The scale of these gamma-ray structures is truly mind-blowing. Apparently originating directly from the galactic core, the two lobes extend tens of thousands of light-years into intergalactic space. They both generate gamma-ray radiation at an astonishing luminosity, “like two 30,000-light-year-tall incandescent bulbs screwed into the center of the galaxy,” according to a Stanford University news release.
The discovery was made by NASA’s Fermi Gamma-Ray Observatory that orbits the Earth away from our planet’s gamma-ray absorbing atmosphere. Without Fermi, we wouldn’t have even been aware of these giant structures.
Since their discovery by Fermi’s Large Area Telescope (LAT), it was assumed that an ancient eruption by the Milky Way’s supermassive black hole may have energized galactic matter, inflating these two energetic bubbles. But since astronomers have been studying the nature of these features, their origin is as foggy as ever.
After subtraction of extragalactic gamma-ray sources, the bubbles have very clearly defined edges and, closest to the galactic plane, are associated with microwave emissions. However, the microwave emissions appear to fade away — the gamma-ray emissions glow uniformly throughout. This is a peculiar and vexing problem for astronomers.
“Since the Fermi bubbles have no known counterparts in other wavelengths in areas high above the galactic plane, all we have to go on for clues are the gamma rays themselves,” said postdoctoral researcher Anna Franckowiak of the Kavli Institute for Particle Astrophysics and Cosmology.
A few models have been put forward, but none fully explain the shape, scope or luminosity of these gamma-ray factories. Could the bubbles be expanding from black hole jets?
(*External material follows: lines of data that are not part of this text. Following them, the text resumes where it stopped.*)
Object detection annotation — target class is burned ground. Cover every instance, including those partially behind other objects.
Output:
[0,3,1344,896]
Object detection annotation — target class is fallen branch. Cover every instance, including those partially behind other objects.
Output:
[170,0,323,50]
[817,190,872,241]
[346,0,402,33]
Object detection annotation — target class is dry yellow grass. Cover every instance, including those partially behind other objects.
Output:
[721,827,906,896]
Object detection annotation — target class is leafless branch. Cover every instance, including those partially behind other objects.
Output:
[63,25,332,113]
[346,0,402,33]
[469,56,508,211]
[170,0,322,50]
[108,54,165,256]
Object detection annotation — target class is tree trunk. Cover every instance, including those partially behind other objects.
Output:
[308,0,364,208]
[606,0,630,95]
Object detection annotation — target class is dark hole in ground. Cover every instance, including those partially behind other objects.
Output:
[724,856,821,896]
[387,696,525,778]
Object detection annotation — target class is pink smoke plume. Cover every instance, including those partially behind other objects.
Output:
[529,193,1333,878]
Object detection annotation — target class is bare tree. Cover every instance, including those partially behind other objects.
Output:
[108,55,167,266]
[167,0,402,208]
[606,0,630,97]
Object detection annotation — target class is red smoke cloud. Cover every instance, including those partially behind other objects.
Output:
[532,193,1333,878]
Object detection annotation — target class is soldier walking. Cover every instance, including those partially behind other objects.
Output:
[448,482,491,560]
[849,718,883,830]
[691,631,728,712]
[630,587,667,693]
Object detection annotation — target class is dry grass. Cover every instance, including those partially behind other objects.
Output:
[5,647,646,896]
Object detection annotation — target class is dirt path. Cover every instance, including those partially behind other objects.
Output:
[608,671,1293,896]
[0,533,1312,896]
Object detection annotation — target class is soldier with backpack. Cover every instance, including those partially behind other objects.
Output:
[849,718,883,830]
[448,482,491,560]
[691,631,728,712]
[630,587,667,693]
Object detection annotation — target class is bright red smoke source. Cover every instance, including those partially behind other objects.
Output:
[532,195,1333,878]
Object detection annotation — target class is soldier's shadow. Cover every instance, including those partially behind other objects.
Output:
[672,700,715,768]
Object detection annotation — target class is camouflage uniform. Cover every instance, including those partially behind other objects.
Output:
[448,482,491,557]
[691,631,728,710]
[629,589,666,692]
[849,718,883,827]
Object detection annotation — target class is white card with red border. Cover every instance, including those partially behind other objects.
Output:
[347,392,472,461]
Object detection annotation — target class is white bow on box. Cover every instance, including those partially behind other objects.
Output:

Or could it be that a cluster of young massive stars formed and exploded at the same time, producing the huge bubbles like supernova exhaust? In short, we still have no idea.
In a paper published in the Astrophysical Journal today, Stanford University researchers say they need a better view of the gamma-ray radiation near the core of the Milky Way before we can better understand the bubbles’ source, but it will be a very hard task to subtract other gamma-ray sources from the region.